Prominent measures of houseprices have been falling for some time and the declines have accel-erated recently, at least on a national basis. The price declines have boosted standard measures of housing affordability and have caught the attention of consumers, provoking increases in traffic of prospective buyers—the normal prelude to a pickup in home sales.
House prices are bound to remain under downward pressure for some time, considering the record level of vacant housing units already on the for-sale market as well as the large and growing numbers of foreclosed homes coming onto the markets. Some analysts argue that these pressures should be allowed to play out, generating a quick and decisive market-clearing decline in house prices that will boost sales and bring housing supply and demand back into balance in short order. But that’s an extremely high-risk path of adjustment. Public policy should take housing on an alternative path that will restore balance in an orderly fashion while minimizing further damage to the U.S. economy and to financial markets.
A widespread and unfettered fall in house prices has not occurred in the U.S. since the 1930s, and it’s difficult to sketch out the range of consequences. But it’s likely that this path of adjustment would inflict heavy damage on the economy and financial markets without actually reviving home sales or rebalancing housing supply and demand in a timely fashion.

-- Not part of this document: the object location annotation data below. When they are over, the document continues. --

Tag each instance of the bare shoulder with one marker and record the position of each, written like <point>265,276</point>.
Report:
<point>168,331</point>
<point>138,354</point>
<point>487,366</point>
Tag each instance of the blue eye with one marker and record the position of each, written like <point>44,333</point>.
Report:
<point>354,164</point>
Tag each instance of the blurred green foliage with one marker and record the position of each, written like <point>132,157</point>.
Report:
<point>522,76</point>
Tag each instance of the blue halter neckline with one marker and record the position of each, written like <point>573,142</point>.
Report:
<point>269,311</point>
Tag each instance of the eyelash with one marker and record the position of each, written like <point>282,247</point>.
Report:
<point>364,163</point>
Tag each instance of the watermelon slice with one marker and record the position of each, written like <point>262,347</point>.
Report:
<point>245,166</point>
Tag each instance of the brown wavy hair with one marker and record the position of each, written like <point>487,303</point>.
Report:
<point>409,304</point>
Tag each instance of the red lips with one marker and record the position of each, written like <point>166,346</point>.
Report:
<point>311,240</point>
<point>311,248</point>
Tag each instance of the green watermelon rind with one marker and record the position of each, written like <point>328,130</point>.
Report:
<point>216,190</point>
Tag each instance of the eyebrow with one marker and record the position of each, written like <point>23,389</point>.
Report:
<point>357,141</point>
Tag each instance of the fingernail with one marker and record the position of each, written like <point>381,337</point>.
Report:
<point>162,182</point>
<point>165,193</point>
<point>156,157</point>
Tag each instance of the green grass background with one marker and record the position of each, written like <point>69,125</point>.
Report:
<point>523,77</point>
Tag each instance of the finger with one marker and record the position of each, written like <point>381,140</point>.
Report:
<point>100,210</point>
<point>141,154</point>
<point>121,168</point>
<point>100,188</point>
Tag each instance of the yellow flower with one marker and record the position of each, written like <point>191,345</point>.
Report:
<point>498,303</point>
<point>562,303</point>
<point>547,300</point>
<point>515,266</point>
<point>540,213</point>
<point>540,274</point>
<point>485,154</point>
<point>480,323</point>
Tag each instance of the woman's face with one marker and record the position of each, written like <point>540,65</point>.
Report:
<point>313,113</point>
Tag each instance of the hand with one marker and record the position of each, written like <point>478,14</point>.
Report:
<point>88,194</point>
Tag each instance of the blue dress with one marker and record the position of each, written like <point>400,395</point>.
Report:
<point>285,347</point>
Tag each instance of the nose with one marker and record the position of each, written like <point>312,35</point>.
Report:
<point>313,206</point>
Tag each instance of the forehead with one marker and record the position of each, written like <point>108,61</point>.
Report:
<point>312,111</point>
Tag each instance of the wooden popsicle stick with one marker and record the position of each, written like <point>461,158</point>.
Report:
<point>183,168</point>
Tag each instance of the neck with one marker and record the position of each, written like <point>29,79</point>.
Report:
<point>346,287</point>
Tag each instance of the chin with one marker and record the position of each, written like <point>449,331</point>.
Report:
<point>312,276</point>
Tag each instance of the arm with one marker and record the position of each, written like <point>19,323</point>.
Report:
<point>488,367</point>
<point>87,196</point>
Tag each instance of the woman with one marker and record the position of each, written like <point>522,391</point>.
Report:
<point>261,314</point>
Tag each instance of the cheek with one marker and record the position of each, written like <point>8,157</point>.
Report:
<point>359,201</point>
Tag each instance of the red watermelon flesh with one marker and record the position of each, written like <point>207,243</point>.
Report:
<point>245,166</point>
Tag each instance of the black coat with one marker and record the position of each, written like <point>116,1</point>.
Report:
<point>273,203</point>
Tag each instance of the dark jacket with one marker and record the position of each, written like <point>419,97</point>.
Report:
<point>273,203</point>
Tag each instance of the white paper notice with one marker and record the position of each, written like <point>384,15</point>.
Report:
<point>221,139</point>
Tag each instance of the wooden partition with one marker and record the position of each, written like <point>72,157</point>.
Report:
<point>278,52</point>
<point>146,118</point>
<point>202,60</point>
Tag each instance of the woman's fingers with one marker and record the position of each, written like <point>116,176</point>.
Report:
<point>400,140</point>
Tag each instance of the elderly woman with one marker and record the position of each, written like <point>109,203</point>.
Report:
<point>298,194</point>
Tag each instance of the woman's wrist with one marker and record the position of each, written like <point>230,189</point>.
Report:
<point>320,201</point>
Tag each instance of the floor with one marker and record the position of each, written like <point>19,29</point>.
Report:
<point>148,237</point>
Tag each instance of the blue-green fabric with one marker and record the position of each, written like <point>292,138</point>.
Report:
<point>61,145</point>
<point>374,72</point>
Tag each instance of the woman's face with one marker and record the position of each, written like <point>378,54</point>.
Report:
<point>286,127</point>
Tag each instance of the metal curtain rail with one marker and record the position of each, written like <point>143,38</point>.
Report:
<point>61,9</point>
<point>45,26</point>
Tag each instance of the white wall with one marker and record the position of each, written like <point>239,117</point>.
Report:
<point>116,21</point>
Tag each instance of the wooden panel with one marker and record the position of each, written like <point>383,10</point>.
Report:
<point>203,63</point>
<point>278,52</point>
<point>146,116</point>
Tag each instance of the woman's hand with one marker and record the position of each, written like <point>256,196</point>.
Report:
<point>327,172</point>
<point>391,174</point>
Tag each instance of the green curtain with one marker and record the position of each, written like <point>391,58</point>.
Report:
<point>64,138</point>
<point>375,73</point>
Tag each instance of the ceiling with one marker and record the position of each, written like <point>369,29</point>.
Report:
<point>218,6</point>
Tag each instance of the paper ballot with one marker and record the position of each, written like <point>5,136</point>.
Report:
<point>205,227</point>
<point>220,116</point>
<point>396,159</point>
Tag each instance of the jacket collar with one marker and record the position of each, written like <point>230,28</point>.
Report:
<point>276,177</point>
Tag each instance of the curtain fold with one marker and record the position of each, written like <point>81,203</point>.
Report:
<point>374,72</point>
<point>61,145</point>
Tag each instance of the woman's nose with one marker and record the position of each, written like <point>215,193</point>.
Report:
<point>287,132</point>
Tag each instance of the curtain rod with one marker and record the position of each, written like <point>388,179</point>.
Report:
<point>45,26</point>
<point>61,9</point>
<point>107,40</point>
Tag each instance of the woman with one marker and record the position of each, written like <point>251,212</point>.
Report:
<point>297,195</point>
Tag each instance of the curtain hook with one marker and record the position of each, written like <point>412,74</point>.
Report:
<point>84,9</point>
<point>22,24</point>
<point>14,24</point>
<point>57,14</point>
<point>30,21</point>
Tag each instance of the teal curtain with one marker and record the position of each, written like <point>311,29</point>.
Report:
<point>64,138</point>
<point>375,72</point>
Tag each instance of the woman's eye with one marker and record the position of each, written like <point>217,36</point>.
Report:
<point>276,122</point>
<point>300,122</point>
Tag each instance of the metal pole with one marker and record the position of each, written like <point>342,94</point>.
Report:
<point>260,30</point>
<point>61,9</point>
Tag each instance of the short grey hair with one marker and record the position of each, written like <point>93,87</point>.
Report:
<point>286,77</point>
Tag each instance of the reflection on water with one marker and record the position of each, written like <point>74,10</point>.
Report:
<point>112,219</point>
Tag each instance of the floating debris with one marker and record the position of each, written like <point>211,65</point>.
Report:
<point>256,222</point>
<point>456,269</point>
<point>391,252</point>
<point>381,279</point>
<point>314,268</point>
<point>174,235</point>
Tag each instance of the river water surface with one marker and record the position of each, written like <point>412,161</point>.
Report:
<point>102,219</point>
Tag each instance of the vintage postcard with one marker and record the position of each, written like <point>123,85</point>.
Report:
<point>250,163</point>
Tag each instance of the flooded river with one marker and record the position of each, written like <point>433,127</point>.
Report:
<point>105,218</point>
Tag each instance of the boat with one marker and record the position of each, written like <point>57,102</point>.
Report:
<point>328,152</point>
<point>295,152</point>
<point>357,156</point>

For one thing, sharply falling house prices create expectations for further decline, causing many prospective buyers to retreat further into the bushes rather than pushing them into home purchases. Secondly, falling house prices take a heavy toll on the quality of mortgages that are secured by the existing stock of housing, a problem that’s already at crisis proportions. Declining quality means rising foreclosures, which add more homes to glutted housing markets and provoke tighter lending standards for households that might want to buy homes—effects that already are starkly evident in the markets.
Sharply falling house values also have serious spillover effects on the U.S. economy, including negative wealth effects on consumer spending. Even more important, declining prices can only intensify the dramatic flight to quality in national and global credit markets, a phenomenon that was triggered by the abrupt meltdown of the subprime mortgage market last year. Further retrenchment by the investment community will work against efforts by the Federal Reserve and foreign central banks to repair severely damaged credit systems, raising the prospects for national and global recession.
Public policy can help restore balance in housing markets without the dangers of rapid price declines. Temporary tax credits for buyers of new homes in inventory would quickly spur sales, reduce the inventory overhang, and provide support to home prices. Enhanced financing opportunities via the FHA, Fannie Mae, and Freddie Mac would be appropriate complementary policy initiatives, assuring affordable financing for buyers using tax credits as well as for other prospective home buyers.
This government-guided path of adjustment relies partly on the inevitable growth of population and households, as well as on household income growth, to restore affordability and bring housing supply and demand back into balance.